Following the start of Israeli air strikes against Hamas, hacker groups, including Anonymous, have declared open season on Israeli cyber defenses. However, Israel has invested heavily in cybersecurity and cyber operations, allowing it to defeat more than 44 million hacking attempts on government websites, losing only one website for about 10 minutes.
Israeli Finance Minister Dr. Yuval Steinitz credited strong Israeli “investments in…computerized defense systems” as critical to Israeli success so far.
The U.S., on the other hand, is poised to slash its already flawed cybersecurity defenses with budget sequestration, leaving U.S. government systems even more vulnerable.
The U.S. government does not have the best track record on cybersecurity. With at least 75 cybersecurity failures over the past eight years and 13 in the past six months, U.S. government cybersecurity efforts could use some rethinking and additional resources.
But the U.S. is about to go in the opposite direction. Sequestration will cut 9.4 percent from every part of the defense budget. These cuts will hit cyber operations, including cybersecurity programs in the Department of Homeland Security.
Hollowing out our conventional and strategic forces is bad enough, as Syria is in flames, Israel and Hamas clash, violence continues in Afghanistan, Iran is racing to acquire a nuclear weapon, China and Russia are asserting their influence, and terrorist groups are expanding in Africa. But by cutting cybersecurity funding, the U.S. government will be less prepared to face increasingly dangerous cyber threats and will suffer additional costs and losses. The U.S cuts its cybersecurity to its own detriment.

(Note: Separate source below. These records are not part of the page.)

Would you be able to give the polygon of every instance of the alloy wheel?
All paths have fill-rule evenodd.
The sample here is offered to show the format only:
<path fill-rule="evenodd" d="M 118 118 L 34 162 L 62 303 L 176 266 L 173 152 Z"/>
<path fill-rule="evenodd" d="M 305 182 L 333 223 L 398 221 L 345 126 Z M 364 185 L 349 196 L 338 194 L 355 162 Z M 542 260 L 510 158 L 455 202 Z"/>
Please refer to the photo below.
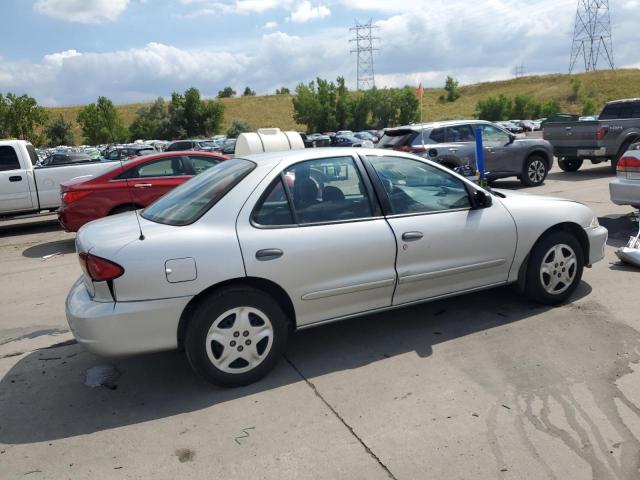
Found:
<path fill-rule="evenodd" d="M 260 365 L 273 345 L 269 317 L 253 307 L 227 310 L 211 324 L 206 337 L 209 361 L 225 373 L 244 373 Z"/>
<path fill-rule="evenodd" d="M 549 249 L 540 265 L 540 281 L 551 295 L 564 293 L 573 283 L 578 270 L 576 253 L 569 245 L 558 244 Z"/>

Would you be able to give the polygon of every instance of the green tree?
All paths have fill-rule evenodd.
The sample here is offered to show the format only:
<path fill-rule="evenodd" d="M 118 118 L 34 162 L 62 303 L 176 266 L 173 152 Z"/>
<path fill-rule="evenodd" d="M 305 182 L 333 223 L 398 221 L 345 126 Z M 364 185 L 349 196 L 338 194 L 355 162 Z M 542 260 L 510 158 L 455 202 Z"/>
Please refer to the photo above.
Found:
<path fill-rule="evenodd" d="M 124 142 L 128 137 L 127 128 L 107 97 L 98 97 L 96 103 L 84 107 L 78 113 L 78 124 L 86 141 L 92 145 Z"/>
<path fill-rule="evenodd" d="M 458 87 L 458 82 L 453 79 L 453 77 L 447 76 L 447 80 L 444 82 L 444 89 L 447 92 L 447 96 L 445 100 L 447 102 L 455 102 L 460 98 L 460 88 Z"/>
<path fill-rule="evenodd" d="M 129 125 L 132 140 L 169 140 L 169 110 L 164 98 L 158 97 L 149 107 L 142 107 Z"/>
<path fill-rule="evenodd" d="M 582 104 L 582 115 L 595 115 L 597 112 L 596 104 L 590 98 L 587 98 Z"/>
<path fill-rule="evenodd" d="M 231 87 L 224 87 L 218 92 L 218 98 L 231 98 L 236 96 L 236 91 Z"/>
<path fill-rule="evenodd" d="M 512 104 L 513 102 L 502 94 L 484 98 L 476 104 L 476 117 L 491 122 L 507 120 L 511 115 Z"/>
<path fill-rule="evenodd" d="M 253 127 L 244 120 L 234 120 L 231 122 L 231 126 L 227 130 L 227 137 L 238 138 L 238 135 L 245 132 L 252 132 Z"/>
<path fill-rule="evenodd" d="M 44 108 L 38 105 L 35 98 L 29 95 L 14 95 L 8 93 L 0 107 L 0 115 L 4 117 L 5 136 L 21 140 L 32 140 L 36 143 L 36 128 L 43 126 L 47 121 Z"/>
<path fill-rule="evenodd" d="M 58 118 L 46 126 L 44 134 L 47 137 L 47 143 L 50 147 L 75 144 L 73 125 L 71 122 L 65 121 L 62 115 L 58 115 Z"/>
<path fill-rule="evenodd" d="M 420 120 L 420 100 L 415 88 L 405 86 L 398 92 L 397 102 L 399 125 L 408 125 Z"/>

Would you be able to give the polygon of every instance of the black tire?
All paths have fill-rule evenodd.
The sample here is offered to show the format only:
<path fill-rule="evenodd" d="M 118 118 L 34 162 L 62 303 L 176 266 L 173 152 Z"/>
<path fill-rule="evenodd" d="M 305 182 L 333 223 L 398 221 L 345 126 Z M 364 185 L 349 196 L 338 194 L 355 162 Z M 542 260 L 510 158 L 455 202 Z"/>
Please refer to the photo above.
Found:
<path fill-rule="evenodd" d="M 616 169 L 618 168 L 618 162 L 620 161 L 620 159 L 622 158 L 622 156 L 627 153 L 627 150 L 629 150 L 629 147 L 631 145 L 633 145 L 635 142 L 637 142 L 638 140 L 629 140 L 626 141 L 622 144 L 622 146 L 620 147 L 620 150 L 618 150 L 617 155 L 611 159 L 611 171 L 615 174 L 616 173 Z"/>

This doesn’t have to be the case. Sequestration can and should be averted by finding savings elsewhere. With that part of the fiscal cliff averted, Congress and President Obama could then focus on tackling the real drivers of our future debt and deficits: entitlement spending. Heritage’s comprehensive fiscal plan, Saving the American Dream, responsibly addresses our spending and debt crises—partly through fundamental entitlement program reform—all without raising taxes or gutting our cyber and national security.
Israel has prepared for cyber threats and is now reaping the benefits of those investments. As the U.S. is on the verge of cutting its investments in cybersecurity, it should not be surprised if the only thing it reaps is more cyber failures.